Chloé, après avoir traversé à vive allure la forêt de St Germain, effacé des contrées idylliques telles que Houilles, Bezons, Colombes, sans jamais enfreindre le code de la route, les fit entrer dans Paris par la Porte d’Asnières. Benoît qui l’avait pris, de prime abord, pour une évaporée déjantée, constatait qu’elle se révélait organisée, pleine de sang-froid et surtout très consciente des limites du combat révolutionnaire des zozos de la GP. Armand allait être ravi de sa liberté retrouvée, concédée par Marcellin, qui leur ouvrait de nouvelles perspectives ; l’important était d’être disponible pour saisir les meilleures opportunités qui ne manqueraient pas de s’offrir. Pour l’heure Benoît se  retrouvait dans sa position favorite : pris en main par une fille border line. Paris, en cette fin d’après-midi, commençait à déglutir ses banlieusards. Telles des fourmis tout ce petit monde des bureaux, en paquets serrés, front bas, regards fermés, se jetait dans les bouches de métro pour gagner les gares de triage. Sans vouloir jouer les sociologues de bazar, Benoît ne pouvait s’empêcher de penser que c’était eux qui comptaient, que c’était eux qui pesaient, que c’était sur eux que reposaient les contours flous d’une France qui n’avait plus rien à voir ni avec celle des paysans, ni avec celle des ouvriers.

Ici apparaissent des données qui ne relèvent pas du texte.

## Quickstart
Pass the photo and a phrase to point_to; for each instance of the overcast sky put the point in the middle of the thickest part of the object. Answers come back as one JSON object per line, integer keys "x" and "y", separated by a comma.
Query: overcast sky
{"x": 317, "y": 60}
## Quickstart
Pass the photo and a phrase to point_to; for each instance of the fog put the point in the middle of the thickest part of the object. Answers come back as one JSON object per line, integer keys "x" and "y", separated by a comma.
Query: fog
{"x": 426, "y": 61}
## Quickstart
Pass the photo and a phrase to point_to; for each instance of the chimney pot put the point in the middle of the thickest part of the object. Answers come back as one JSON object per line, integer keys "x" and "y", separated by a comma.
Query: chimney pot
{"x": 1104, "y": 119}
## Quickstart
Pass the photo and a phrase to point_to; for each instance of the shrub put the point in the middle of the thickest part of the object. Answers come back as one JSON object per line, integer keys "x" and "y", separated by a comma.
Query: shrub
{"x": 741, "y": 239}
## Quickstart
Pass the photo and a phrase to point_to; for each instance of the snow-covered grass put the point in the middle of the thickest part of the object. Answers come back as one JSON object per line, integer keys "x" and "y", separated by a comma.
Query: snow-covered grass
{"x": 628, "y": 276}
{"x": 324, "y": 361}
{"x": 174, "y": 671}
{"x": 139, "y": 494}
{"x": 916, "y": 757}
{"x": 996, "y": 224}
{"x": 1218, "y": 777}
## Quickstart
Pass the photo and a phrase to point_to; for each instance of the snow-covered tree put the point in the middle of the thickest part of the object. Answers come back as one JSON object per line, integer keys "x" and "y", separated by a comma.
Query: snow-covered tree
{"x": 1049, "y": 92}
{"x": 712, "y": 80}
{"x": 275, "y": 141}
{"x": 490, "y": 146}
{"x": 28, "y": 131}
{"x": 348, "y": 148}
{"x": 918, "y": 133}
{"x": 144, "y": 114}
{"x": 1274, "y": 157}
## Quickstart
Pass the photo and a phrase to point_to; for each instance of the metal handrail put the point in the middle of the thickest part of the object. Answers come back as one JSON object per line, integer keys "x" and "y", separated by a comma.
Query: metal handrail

Le combat de Flins était aussi imbécile qu’inutile. Les frelons de la GP étaient inaudibles, à côté de la plaque, les derniers rejetons dévoyés des grandes croyances du XXe siècle. Tous les angles, les aspérités, le dur se floutaient, les frontières s’effaçaient, le plus grand nombre n’aspirait plus qu’à la bagnole, au week-end, au confort d’un pavillon de banlieue.

 

Les beaux quartiers résidentiels semblent toujours hors la vie, lisses, indemnes du grouillement, de la promiscuité, vides de tout. Ils enfilaient les rues paisibles et cossues du Triangle d’or, La Norton, à bas régime, crachotait des sons étouffés. Chloé les conduisaient chez l’une de ses copines anglaises, Ossie, qui l’approvisionnait en denrées diverses : fringues et pompes de Carnaby Street, de King’s Road, fragrances exotiques, vinyles des Stones, substances illicites en provenance d’Amsterdam.  Place du Maréchal Juin, ils virent passer une colonne de camions de la gendarmerie mobile qui devait sans doute filer sur le théâtre des opérations.